I think Hamburg would be quite interesting, there's quite a few Brits living there.


----------



## James3214

No, it was just a 'one off' and you are right, the regional differences would be interesting, like in a lot of countries, including the UK!


----------



## Sirtravelot

I watched it now. I thought it was all right, but far too short. What bothered me immensely was how the English guy always talked English to the Germans, expecting them to understand him.

I heard that people were up in arms a bit because of the racist cop, but I didn't find him to be that racist. 

The "Waldkindergarten" was total crap. They made it sound as if such a thing was a norm. It seemed like Green propaganda.

The whole "stay at home" Hausfrau, is also quite misleading. They made it seem like all German women can't wait to be mothers. Not the case! The German birth-rate is so much lower than in Britain.

Anyway, if I was in charge of that, I would try to make it better, a bit deeper.
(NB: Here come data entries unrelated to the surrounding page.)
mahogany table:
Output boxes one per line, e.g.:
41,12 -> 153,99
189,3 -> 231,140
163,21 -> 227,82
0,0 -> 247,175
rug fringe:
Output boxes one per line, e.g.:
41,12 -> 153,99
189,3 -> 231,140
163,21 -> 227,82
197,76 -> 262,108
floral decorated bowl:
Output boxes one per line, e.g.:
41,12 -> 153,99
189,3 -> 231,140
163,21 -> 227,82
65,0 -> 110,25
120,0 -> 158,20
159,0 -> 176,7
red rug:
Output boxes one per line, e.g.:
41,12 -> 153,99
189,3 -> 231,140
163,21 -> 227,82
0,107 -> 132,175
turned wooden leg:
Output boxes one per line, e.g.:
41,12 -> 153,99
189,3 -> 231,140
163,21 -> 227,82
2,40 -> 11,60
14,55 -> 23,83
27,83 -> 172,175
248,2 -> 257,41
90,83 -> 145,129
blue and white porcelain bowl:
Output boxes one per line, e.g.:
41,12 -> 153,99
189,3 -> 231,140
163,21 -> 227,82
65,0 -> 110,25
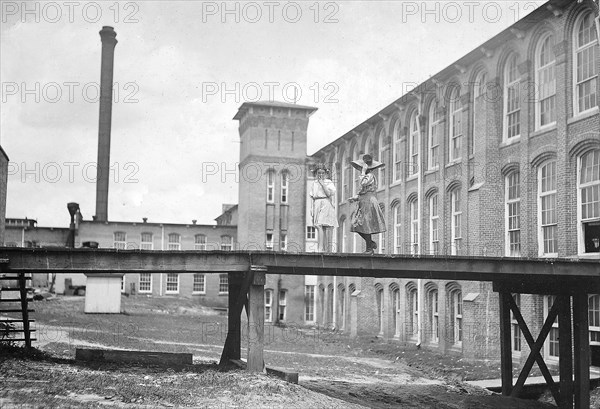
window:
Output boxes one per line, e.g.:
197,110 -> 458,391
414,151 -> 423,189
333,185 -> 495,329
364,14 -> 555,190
392,203 -> 402,254
165,273 -> 179,294
578,149 -> 600,253
504,172 -> 521,257
304,285 -> 315,322
219,274 -> 229,294
409,199 -> 419,254
375,284 -> 384,335
393,120 -> 402,182
265,290 -> 273,322
573,12 -> 599,115
221,236 -> 233,251
535,34 -> 556,128
113,231 -> 127,250
544,295 -> 559,359
140,233 -> 154,250
588,294 -> 600,345
267,170 -> 275,203
167,233 -> 181,250
281,172 -> 289,203
194,234 -> 206,250
279,233 -> 287,251
408,111 -> 420,177
450,288 -> 462,345
448,86 -> 463,161
450,190 -> 462,256
469,72 -> 487,155
392,287 -> 401,338
192,273 -> 206,294
429,193 -> 440,255
279,290 -> 287,321
538,161 -> 558,256
427,100 -> 442,169
139,273 -> 152,293
510,294 -> 521,355
504,55 -> 521,141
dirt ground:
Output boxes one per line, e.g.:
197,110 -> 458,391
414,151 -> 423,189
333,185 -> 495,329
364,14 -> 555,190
0,297 -> 596,409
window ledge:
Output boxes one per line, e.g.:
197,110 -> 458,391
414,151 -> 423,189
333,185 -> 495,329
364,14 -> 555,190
529,122 -> 556,138
500,136 -> 521,148
567,107 -> 600,125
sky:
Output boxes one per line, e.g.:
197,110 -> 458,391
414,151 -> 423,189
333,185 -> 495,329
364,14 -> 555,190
0,0 -> 544,227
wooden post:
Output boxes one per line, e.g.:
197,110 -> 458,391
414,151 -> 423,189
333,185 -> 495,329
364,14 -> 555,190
573,291 -> 590,409
555,295 -> 573,409
498,291 -> 513,396
247,266 -> 267,372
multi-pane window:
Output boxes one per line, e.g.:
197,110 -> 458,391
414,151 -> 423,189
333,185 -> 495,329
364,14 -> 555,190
267,170 -> 275,203
113,231 -> 127,250
578,149 -> 600,253
281,172 -> 289,203
393,120 -> 402,182
265,290 -> 273,322
219,274 -> 229,294
221,235 -> 233,251
429,193 -> 440,255
538,161 -> 558,255
139,273 -> 152,293
535,35 -> 556,128
279,290 -> 287,321
304,285 -> 315,322
192,273 -> 206,294
392,203 -> 402,254
449,87 -> 463,161
428,290 -> 440,343
166,273 -> 179,294
544,295 -> 559,359
194,234 -> 206,250
450,289 -> 462,344
573,12 -> 599,114
427,100 -> 442,169
409,199 -> 419,254
167,233 -> 181,250
504,55 -> 521,140
408,111 -> 420,176
505,172 -> 521,257
140,233 -> 154,250
510,293 -> 521,353
450,190 -> 462,256
588,294 -> 600,345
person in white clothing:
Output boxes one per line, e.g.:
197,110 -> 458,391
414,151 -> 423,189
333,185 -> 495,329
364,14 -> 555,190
309,164 -> 338,253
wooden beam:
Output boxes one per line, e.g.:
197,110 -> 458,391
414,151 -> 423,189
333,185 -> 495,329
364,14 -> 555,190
509,297 -> 561,404
573,292 -> 590,409
554,295 -> 573,409
247,266 -> 267,372
498,292 -> 513,396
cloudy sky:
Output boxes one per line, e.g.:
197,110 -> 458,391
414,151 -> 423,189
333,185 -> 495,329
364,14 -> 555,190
0,0 -> 543,226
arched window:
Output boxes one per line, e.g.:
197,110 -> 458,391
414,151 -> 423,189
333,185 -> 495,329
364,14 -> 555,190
577,149 -> 600,254
573,12 -> 599,115
392,119 -> 402,182
429,193 -> 440,255
448,86 -> 463,162
504,171 -> 521,257
504,54 -> 521,141
427,100 -> 442,170
538,160 -> 558,256
408,110 -> 420,177
535,34 -> 556,129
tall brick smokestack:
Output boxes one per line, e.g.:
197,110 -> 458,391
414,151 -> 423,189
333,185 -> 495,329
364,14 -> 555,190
96,26 -> 117,222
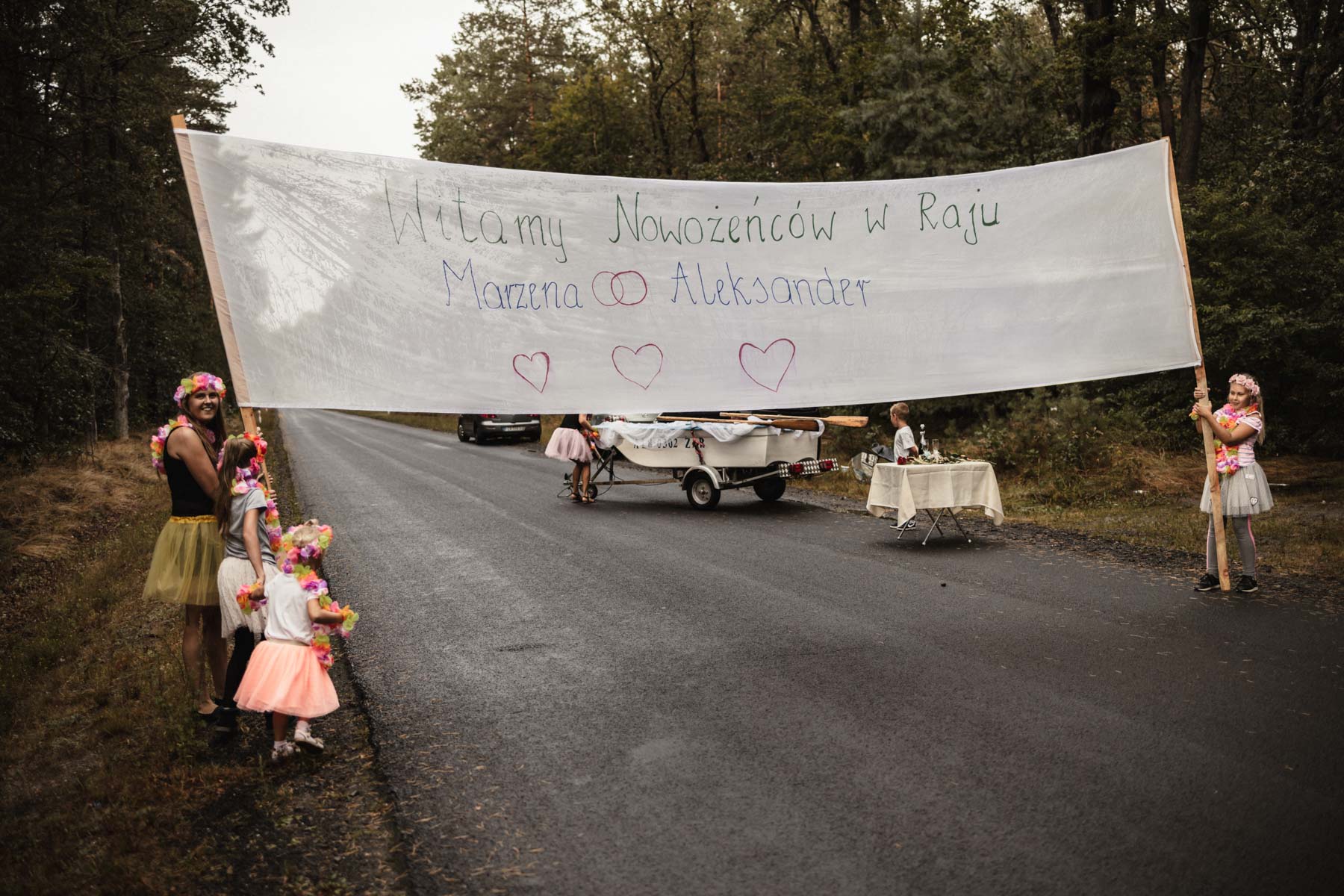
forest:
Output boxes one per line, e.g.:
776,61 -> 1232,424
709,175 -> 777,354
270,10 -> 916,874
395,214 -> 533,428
0,0 -> 1344,457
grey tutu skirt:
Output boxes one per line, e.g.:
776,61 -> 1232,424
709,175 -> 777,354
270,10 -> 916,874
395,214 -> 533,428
546,427 -> 593,464
1199,464 -> 1274,516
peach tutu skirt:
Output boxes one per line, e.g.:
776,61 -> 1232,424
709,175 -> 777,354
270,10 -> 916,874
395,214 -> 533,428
235,641 -> 340,719
546,427 -> 593,464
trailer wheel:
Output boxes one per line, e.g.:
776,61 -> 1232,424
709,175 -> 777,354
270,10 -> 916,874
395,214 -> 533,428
685,470 -> 723,511
751,477 -> 789,501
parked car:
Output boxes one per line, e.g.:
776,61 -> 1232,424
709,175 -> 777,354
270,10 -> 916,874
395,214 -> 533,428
457,414 -> 541,445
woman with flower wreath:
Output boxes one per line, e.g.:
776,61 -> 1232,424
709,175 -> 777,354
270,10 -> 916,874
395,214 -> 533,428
215,432 -> 281,731
1189,373 -> 1274,594
144,372 -> 227,721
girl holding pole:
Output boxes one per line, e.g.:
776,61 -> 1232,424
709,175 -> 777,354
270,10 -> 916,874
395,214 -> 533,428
1189,373 -> 1274,594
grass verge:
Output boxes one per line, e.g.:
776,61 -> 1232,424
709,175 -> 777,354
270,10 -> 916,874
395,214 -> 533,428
0,416 -> 403,893
343,412 -> 1344,582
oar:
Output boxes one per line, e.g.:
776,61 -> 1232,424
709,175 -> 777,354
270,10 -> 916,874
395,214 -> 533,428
723,411 -> 868,429
659,414 -> 821,432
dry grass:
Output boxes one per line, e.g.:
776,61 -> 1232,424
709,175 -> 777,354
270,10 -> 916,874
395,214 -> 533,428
0,432 -> 398,893
790,450 -> 1344,580
0,439 -> 155,560
364,414 -> 1344,579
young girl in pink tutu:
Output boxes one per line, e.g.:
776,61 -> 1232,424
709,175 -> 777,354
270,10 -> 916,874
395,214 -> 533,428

It's also kinda hard to be "typical German", because nobody really knows what that is. Just my two cents.


----------



## lindalounder

I watched that documentary too - I am from USA and when I went to study in Germany the tips were very helpful


----------



## cheefbadger

i watched it too and thought it was a bit weak. So much of it was overly staged, i agree, but i guess it had to be. it did point out some of the cultural differences but overplayed quite a few of them. Everyones experience is different of course but in mine the sunday quiet law was definitely overplayed. Where I live, and its mostly Germans, everyone just goes about their business. True, i am less likely to blast out slipknot and crank it up to the gigawatts but my neighbour certainly didn't have to politely ask their dogs to use their inside voices or stop their children from playing as children do. i personally have never been told off for using my phone in work, but then I work for Vodafone so maybe thats why.
The one good thing was that my friends back gome watched it and so they have more of an idea what to expect when they visit. According to the programme at least I will come home early afternoon from my manufacturing job to my wife who will be most of the way through her days housework, looking after three quarters of a child and preparing a heart attacks worth of swine for dinner.


----------